Le secrétaire perpétuel qui rendait à la mémoire de Percier cet hommage si bien mérité n’était plus Quatremère de Quincy. Celui-ci, depuis un an déjà, s’était démis (1er juin 1839) des fonctions auxquelles il avait été appelé en 1810, et l’Académie lui avait donné pour successeur un autre membre de l’Académie des Inscriptions, M. Raoul-Rochette, élu d’ailleurs à la majorité d’une voix seulement, après un premier tour de scrutin aussi favorable à son compétiteur, l’architecte M. Lebas, qu’à lui-même, puisque chacun des deux candidats avait obtenu la moitié des suffrages exprimés par les trente-six membres présens. Le nouveau secrétaire perpétuel ne prenait donc pas possession de sa charge dans des conditions aussi encourageantes pour lui que celles qui, vingt-trois ans auparavant, avaient été faites à son prédécesseur[1]. De plus, en raison des mérites personnels de celui-ci, l’héritage à recueillir était assez lourd, le maintien des traditions léguées assez difficile pour déconcerter, au moins au début, la confiance en soi la plus robuste.

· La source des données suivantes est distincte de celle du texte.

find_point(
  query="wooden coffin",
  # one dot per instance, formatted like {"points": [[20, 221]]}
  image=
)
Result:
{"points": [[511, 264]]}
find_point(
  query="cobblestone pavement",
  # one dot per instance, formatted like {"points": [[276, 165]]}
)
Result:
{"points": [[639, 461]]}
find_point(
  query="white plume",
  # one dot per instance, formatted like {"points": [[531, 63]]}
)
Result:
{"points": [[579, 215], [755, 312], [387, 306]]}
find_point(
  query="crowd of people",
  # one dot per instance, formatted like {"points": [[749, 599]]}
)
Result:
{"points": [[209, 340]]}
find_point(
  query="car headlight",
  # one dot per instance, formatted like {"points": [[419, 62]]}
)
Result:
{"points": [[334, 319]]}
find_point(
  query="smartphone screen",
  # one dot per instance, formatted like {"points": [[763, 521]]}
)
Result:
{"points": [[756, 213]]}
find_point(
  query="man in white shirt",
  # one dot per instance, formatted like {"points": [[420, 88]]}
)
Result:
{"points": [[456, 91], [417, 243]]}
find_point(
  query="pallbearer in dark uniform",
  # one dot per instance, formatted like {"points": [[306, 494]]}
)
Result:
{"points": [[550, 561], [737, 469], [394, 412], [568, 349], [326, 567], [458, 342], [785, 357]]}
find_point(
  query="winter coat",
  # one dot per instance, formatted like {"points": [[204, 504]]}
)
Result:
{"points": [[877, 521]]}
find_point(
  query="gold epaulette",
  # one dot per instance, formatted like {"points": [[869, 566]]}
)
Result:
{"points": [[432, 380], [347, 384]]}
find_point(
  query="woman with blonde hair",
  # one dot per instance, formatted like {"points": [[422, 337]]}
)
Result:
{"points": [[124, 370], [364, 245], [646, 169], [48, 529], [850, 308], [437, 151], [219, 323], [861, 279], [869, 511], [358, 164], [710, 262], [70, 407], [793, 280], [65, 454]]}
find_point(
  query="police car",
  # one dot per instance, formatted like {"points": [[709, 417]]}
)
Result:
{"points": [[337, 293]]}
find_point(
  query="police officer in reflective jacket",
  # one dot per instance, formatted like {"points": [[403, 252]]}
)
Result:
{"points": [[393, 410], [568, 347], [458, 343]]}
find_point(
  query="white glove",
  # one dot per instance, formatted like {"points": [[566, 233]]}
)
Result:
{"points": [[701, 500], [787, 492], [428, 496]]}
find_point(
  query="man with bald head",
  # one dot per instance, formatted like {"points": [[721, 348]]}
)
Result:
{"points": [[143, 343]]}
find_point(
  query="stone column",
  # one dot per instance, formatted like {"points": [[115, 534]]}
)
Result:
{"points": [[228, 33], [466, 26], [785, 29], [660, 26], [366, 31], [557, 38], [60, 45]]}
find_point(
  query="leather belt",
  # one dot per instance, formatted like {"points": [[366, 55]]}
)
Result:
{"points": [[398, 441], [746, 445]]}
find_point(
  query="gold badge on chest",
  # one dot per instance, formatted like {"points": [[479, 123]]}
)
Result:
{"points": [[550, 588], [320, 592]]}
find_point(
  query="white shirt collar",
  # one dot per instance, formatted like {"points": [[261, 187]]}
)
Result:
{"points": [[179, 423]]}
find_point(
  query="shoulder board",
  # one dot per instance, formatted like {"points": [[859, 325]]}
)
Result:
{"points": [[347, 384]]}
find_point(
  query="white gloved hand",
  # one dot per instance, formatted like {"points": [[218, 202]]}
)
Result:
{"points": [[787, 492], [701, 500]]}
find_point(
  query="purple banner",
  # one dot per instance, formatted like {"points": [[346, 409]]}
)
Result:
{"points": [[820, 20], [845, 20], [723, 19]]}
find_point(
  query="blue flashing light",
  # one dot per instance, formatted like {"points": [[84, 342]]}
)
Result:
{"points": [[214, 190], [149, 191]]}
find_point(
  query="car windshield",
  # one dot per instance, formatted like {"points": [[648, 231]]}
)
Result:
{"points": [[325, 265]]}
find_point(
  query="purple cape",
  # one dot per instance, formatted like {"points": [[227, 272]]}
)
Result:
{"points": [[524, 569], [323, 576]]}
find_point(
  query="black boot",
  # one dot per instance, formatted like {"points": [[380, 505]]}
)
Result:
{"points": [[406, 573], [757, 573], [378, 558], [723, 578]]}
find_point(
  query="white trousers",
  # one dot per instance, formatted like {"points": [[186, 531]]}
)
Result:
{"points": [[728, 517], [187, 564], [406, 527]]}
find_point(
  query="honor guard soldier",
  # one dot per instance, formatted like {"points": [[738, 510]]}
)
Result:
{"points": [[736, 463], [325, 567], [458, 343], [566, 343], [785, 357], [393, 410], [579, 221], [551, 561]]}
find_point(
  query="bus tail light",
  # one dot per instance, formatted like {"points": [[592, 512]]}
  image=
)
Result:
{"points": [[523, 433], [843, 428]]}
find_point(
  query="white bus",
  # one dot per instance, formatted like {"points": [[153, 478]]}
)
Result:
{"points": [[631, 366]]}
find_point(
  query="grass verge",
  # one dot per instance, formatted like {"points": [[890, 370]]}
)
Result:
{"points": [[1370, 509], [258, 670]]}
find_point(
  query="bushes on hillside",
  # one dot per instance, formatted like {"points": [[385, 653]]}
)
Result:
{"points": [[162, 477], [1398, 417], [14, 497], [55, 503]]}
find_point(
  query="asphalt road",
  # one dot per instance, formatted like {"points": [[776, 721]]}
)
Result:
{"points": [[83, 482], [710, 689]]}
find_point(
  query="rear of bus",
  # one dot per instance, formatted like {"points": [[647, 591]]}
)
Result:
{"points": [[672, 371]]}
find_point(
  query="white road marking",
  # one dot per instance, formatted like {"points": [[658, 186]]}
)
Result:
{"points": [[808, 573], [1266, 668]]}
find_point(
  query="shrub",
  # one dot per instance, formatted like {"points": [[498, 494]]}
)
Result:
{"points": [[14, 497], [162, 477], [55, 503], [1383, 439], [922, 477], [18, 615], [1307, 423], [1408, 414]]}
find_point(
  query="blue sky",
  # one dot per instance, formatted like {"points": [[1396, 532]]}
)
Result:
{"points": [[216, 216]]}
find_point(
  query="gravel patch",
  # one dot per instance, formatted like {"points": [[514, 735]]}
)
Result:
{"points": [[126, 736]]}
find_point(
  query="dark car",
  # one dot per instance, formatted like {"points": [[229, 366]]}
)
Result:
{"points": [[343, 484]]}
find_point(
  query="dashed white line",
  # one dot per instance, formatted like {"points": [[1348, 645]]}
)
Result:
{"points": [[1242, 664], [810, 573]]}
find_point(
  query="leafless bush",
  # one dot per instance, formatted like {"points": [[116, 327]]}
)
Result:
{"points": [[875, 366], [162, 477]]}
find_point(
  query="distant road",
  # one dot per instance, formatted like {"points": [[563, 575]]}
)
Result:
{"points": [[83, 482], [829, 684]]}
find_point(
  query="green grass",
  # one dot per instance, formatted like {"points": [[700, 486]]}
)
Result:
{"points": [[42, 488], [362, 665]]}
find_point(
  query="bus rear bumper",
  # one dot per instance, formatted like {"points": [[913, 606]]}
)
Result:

Peu à peu, cependant, M. Raoul-Rochette réussit à se rendre maître de sa tâche. Pendant quinze ans (29 juin 1839-5 juillet 1854), il s’en acquitta, non plus, il est vrai, avec cette autorité particulière qu’avait eue Quatremère de Quincy, mais avec un succès d’autant plus honorable que les souvenirs de l’homme qu’il remplaçait étaient, par la comparaison, plus périlleux pour lui-même. Aussi, lorsqu’il eut disparu à son tour, son successeur, Halévy, dans le premier discours public qu’il prononça, put-il, sans excès de complaisance, louer, en même temps que « la science étendue de M. Raoul-Rochette, » le dévouaient à l’Académie dont il avait fait preuve et les services qu’il avait rendus.

Quatremère de Quincy avait atteint l’âge de quatre-vingt-quatre

  1. Quatremère de Quincy avait été élu secrétaire perpétuel, en remplacement de Lebreton, à la presque unanimité des voix.